Polisi yang menerima informasi tersebut langsung bergerak. Mereka memanggil korban dan keluarganya untuk dimintai keterangan. Dari hasil pemeriksaan awal, diketahui bahwa korban tidak sepenuhnya memahami konsekuensi hukum dan sosial dari pernikahan tersebut.
Modus: Pernikahan Pesanan Berkedok Jodoh
Polisi menduga praktik ini merupakan bagian dari jaringan pengiriman manusia dengan modus pernikahan. Korban dijadikan calon pengantin pesanan untuk pria asing yang bersedia membayar mahal.
“Modusnya seperti pernikahan pada umumnya, tapi ada transaksi uang di belakangnya. Ini yang kami dalami,” ujar Kompol Antonius.
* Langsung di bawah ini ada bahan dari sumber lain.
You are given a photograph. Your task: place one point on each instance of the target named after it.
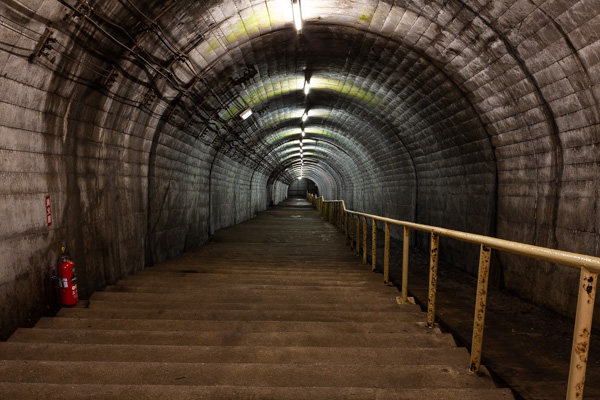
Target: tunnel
(133, 130)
Pihak kepolisian masih menyelidiki apakah ada pihak lain yang terlibat sebagai perantara dalam kasus ini. Korban saat ini telah menjalani pemeriksaan lebih lanjut dan pendampingan psikologis.
Apa Langkah Polisi Selanjutnya?
Polresta Pontianak belum menetapkan tersangka dalam kasus ini. Penyidik masih fokus pada pengumpulan alat bukti dan keterangan saksi.
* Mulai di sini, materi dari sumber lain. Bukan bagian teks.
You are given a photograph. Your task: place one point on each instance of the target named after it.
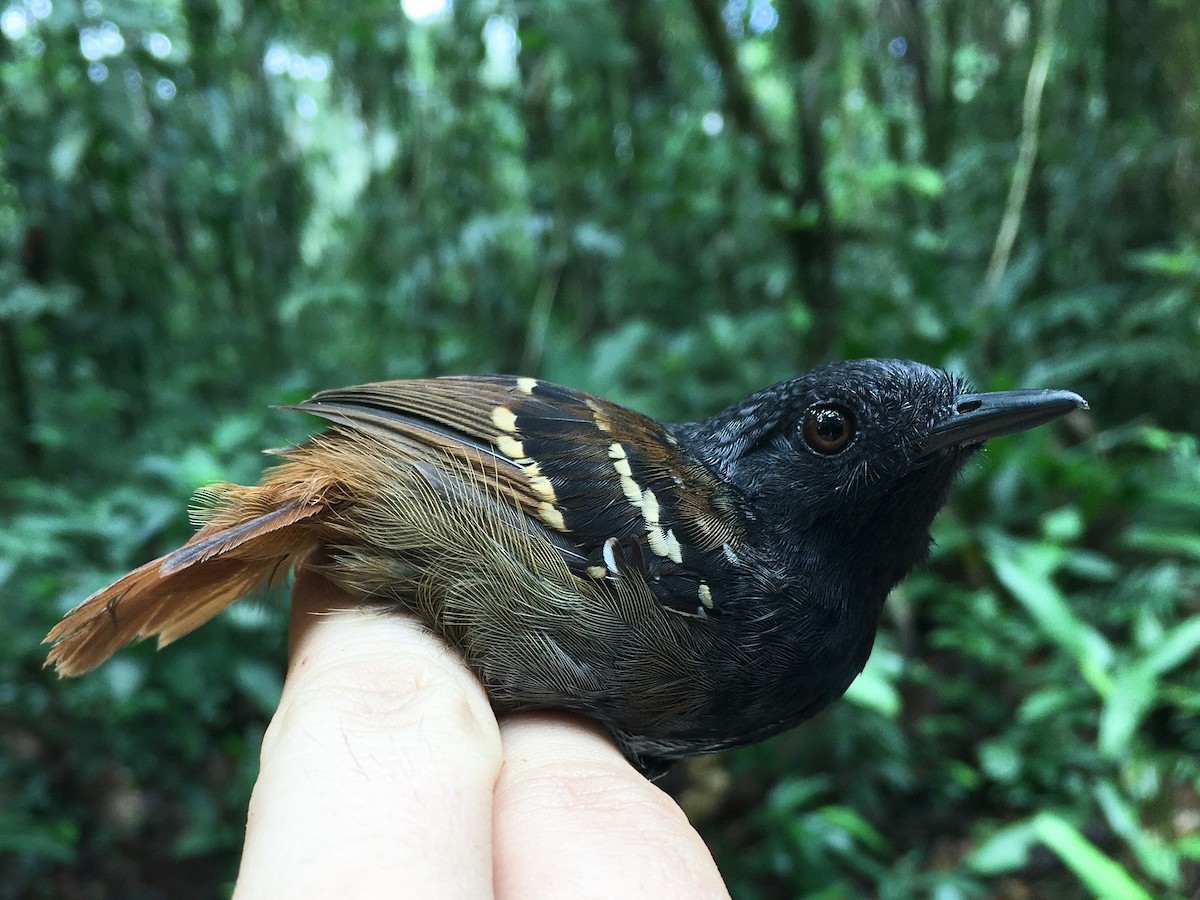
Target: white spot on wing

“Kami masih menunggu hasil pemeriksaan laboratorium forensik terhadap barang bukti digital, termasuk percakapan di media sosial antara korban dan calon suami,” kata Kompol Antonius.
Pihak kepolisian mengimbau masyarakat agar waspada terhadap tawaran pernikahan dengan warga negara asing yang menjanjikan imbalan materi besar. “Jangan mudah tergiur janji mahal tanpa mengetahui latar belakang calon pasangan secara jelas,” pungkasnya.